California just signed a new bill that will eliminate the money bail system by October 2019. SB 10, has bail bondsmen around the state in a frenzy. They are against the bill because it threatens their overall business model and livelihood. “Risk assessment” will now be the new bail guidelines for court.
“Those who are deemed “low-risk” would be released with the least restrictive non-monetary conditions possible, while “medium-risk” and “high-risk” defendants could be held awaiting trial.” (Sac Bee)
Every person who is arrested has a bond. From petty theft to murder. The current bail systems allows the bail bondsman to act like a broker/bounty-hunter to ensure the courts get paid and the people appear. Sometimes, families have to put up collateral such as their houses.
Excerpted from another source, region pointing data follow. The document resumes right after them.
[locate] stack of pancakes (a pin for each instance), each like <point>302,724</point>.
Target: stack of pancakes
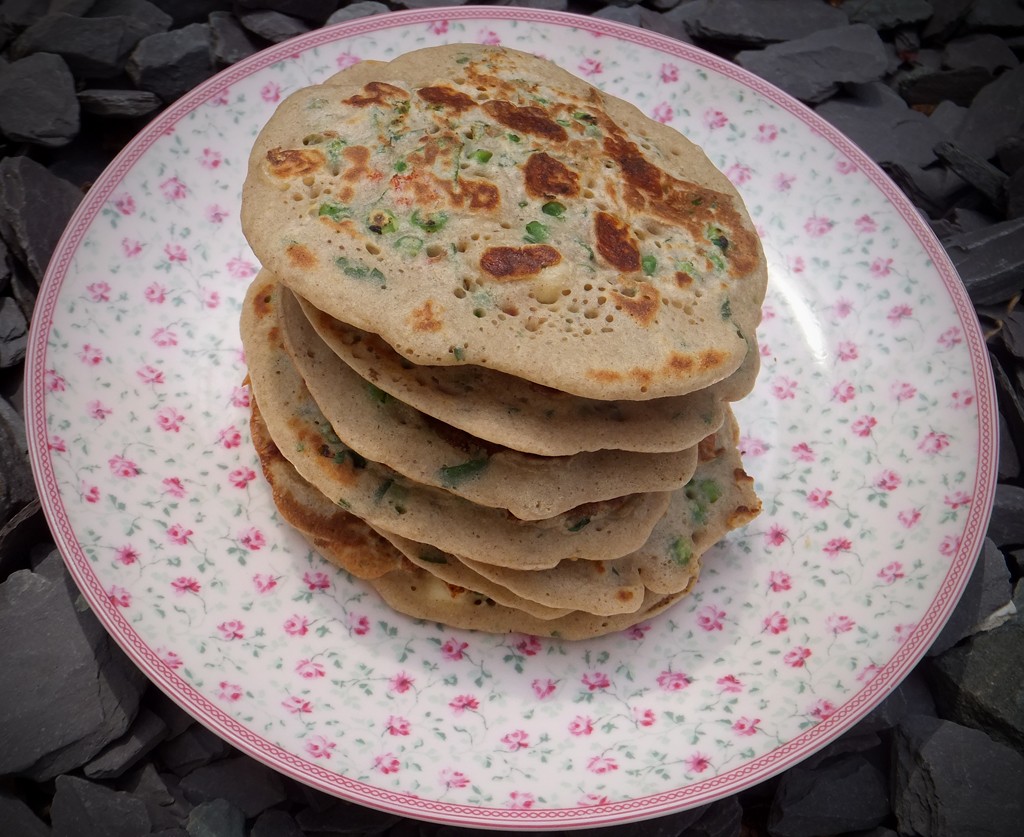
<point>501,319</point>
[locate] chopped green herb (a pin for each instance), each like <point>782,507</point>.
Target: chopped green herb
<point>381,221</point>
<point>537,233</point>
<point>681,551</point>
<point>409,245</point>
<point>432,555</point>
<point>431,223</point>
<point>377,393</point>
<point>453,475</point>
<point>358,270</point>
<point>335,211</point>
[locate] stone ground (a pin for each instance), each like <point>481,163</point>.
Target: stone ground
<point>932,89</point>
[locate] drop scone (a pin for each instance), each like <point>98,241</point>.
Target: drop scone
<point>501,319</point>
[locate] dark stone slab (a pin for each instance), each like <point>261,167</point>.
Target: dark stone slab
<point>1003,16</point>
<point>882,124</point>
<point>94,47</point>
<point>83,808</point>
<point>190,11</point>
<point>141,10</point>
<point>351,11</point>
<point>885,14</point>
<point>754,23</point>
<point>37,101</point>
<point>35,207</point>
<point>344,818</point>
<point>216,819</point>
<point>979,684</point>
<point>844,795</point>
<point>947,17</point>
<point>230,42</point>
<point>13,333</point>
<point>990,261</point>
<point>1007,524</point>
<point>245,783</point>
<point>67,691</point>
<point>983,50</point>
<point>18,820</point>
<point>644,18</point>
<point>120,103</point>
<point>193,748</point>
<point>945,773</point>
<point>981,174</point>
<point>995,114</point>
<point>171,64</point>
<point>910,697</point>
<point>811,69</point>
<point>275,823</point>
<point>145,733</point>
<point>272,26</point>
<point>1010,463</point>
<point>313,11</point>
<point>987,590</point>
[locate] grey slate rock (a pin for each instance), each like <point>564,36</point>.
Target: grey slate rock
<point>945,773</point>
<point>1010,463</point>
<point>13,333</point>
<point>272,26</point>
<point>643,18</point>
<point>911,697</point>
<point>979,684</point>
<point>171,64</point>
<point>846,794</point>
<point>981,174</point>
<point>216,819</point>
<point>190,11</point>
<point>344,818</point>
<point>119,103</point>
<point>1006,527</point>
<point>351,11</point>
<point>882,124</point>
<point>145,733</point>
<point>990,262</point>
<point>275,823</point>
<point>67,691</point>
<point>987,590</point>
<point>245,783</point>
<point>94,47</point>
<point>313,11</point>
<point>193,748</point>
<point>884,14</point>
<point>35,208</point>
<point>995,114</point>
<point>982,50</point>
<point>1003,16</point>
<point>756,23</point>
<point>230,42</point>
<point>37,101</point>
<point>18,819</point>
<point>83,808</point>
<point>811,69</point>
<point>141,10</point>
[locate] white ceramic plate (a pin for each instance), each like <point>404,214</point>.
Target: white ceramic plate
<point>871,433</point>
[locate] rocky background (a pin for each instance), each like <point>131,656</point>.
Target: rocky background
<point>932,89</point>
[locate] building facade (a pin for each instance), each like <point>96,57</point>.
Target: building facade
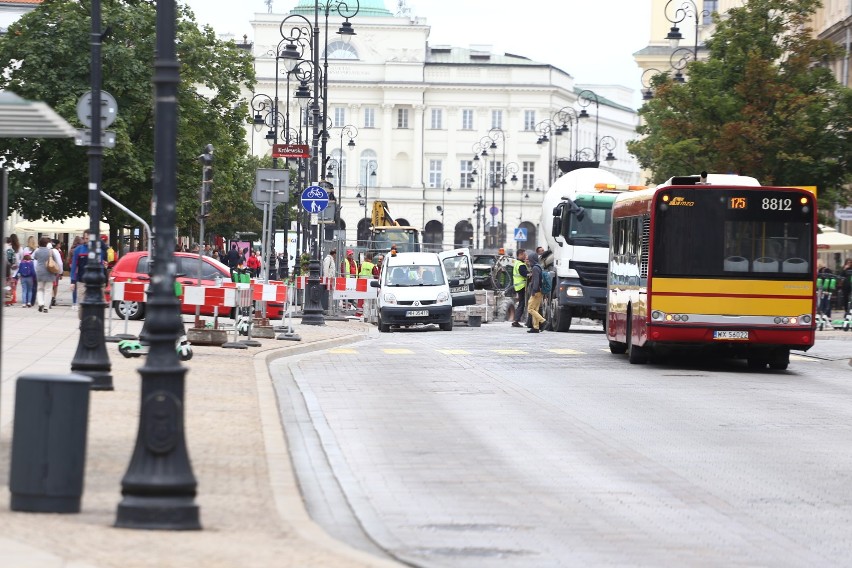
<point>461,142</point>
The problem with the current system is usually those who can not post bail, are forced to endure the treacherous bouts of prison and backlogged courts for minor offenses and crimes they may or may not have committed.
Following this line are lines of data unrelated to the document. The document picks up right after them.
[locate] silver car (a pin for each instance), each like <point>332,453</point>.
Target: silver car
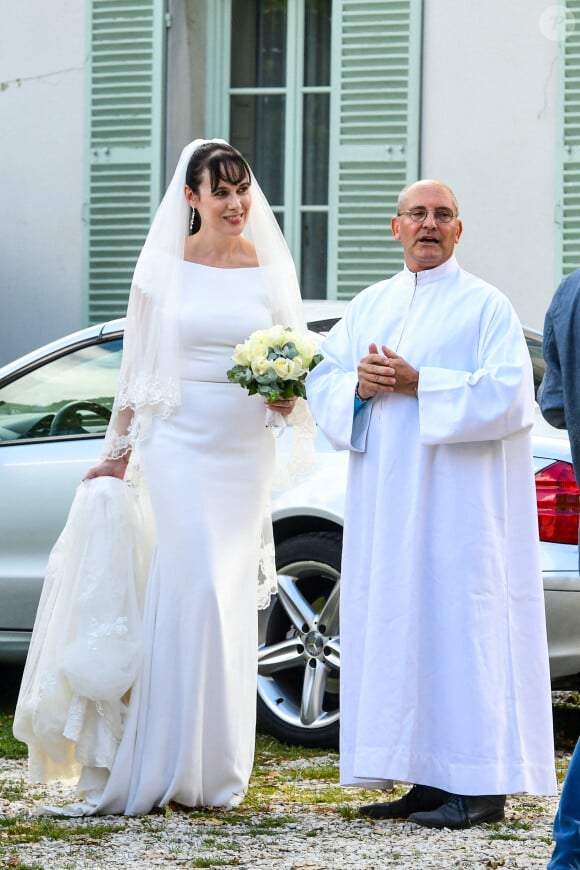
<point>54,408</point>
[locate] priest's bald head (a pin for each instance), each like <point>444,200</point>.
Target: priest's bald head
<point>427,224</point>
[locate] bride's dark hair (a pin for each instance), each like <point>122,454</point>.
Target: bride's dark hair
<point>223,162</point>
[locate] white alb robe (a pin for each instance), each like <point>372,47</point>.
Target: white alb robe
<point>444,662</point>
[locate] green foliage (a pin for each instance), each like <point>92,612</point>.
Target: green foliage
<point>9,746</point>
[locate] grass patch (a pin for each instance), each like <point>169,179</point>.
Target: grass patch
<point>14,831</point>
<point>9,746</point>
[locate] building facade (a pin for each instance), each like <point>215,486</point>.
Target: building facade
<point>336,103</point>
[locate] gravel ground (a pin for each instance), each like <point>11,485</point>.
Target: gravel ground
<point>295,833</point>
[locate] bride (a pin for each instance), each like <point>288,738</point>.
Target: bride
<point>180,724</point>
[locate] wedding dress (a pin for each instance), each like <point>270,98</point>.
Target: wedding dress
<point>189,722</point>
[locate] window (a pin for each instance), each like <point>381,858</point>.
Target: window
<point>323,98</point>
<point>68,395</point>
<point>279,86</point>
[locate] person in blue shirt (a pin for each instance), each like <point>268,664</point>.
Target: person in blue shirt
<point>559,400</point>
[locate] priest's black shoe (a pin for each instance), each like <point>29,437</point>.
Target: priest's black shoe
<point>421,798</point>
<point>462,811</point>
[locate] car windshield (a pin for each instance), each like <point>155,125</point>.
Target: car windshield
<point>80,379</point>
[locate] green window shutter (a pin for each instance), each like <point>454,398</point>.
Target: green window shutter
<point>375,129</point>
<point>569,236</point>
<point>125,130</point>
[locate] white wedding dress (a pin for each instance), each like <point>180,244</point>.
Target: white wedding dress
<point>189,729</point>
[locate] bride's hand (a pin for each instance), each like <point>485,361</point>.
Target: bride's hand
<point>283,406</point>
<point>108,468</point>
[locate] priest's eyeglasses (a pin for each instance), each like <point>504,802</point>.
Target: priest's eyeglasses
<point>418,214</point>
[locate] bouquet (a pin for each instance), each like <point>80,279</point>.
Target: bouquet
<point>274,363</point>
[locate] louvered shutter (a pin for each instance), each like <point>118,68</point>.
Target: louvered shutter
<point>125,138</point>
<point>375,148</point>
<point>570,182</point>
Kalief Browder is a sad reminder of the current bail system and what this court system does to young, Black-men. Kalief sat in Riker’s Island, a New York prison, for 3-years after being accused of stealing a backpack.
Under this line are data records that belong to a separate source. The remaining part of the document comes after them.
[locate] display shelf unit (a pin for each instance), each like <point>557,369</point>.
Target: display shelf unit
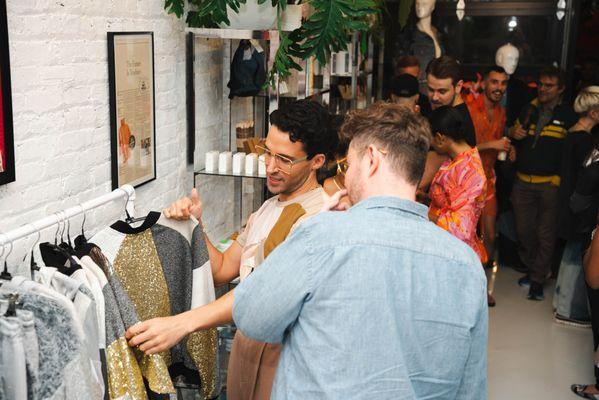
<point>229,174</point>
<point>364,80</point>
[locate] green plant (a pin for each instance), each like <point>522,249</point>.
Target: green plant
<point>326,30</point>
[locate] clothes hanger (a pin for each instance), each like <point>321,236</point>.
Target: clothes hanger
<point>32,264</point>
<point>5,275</point>
<point>130,220</point>
<point>13,302</point>
<point>67,245</point>
<point>53,254</point>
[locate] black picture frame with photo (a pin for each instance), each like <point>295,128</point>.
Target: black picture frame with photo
<point>142,147</point>
<point>7,147</point>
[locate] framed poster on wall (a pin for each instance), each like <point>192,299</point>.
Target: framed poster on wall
<point>132,107</point>
<point>7,155</point>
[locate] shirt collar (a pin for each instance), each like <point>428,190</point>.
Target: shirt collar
<point>393,202</point>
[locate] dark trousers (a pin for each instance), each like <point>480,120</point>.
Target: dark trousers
<point>594,305</point>
<point>535,209</point>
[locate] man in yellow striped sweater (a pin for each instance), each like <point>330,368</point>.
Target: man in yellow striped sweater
<point>539,134</point>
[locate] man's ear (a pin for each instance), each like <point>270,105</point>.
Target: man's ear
<point>374,159</point>
<point>440,138</point>
<point>318,161</point>
<point>458,86</point>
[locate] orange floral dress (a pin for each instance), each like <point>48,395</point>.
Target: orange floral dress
<point>487,131</point>
<point>458,193</point>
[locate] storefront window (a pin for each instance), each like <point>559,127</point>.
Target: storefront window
<point>475,39</point>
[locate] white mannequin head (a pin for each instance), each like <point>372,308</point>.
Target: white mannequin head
<point>507,56</point>
<point>424,8</point>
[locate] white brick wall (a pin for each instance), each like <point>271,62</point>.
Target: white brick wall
<point>58,52</point>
Eventually, all charges against him were dropped. Every time Kalief went to court, the prosecution said they needed more time and his court dates were rescheduled. To the courts and lawyers, it’s just a court date. For these young men, it is a life that is stolen and hell on earth they must endure.
Kalief’s trial was backlogged due to the number of cases that the Bronx District Attorney’s office has. In the year that Kalief was arrested, the Bronx District Attorney’s office had 5,695 felony cases that needed to go to trial.
People have made comments online alluding to the idea that this would be a “get out of jail free card for serious offenders.” However, Judges will have pure discretion over who gets out of jail. As we know, this will still disproportionally affect poor people of color and give passes to those who have the ‘complexion for the protection.’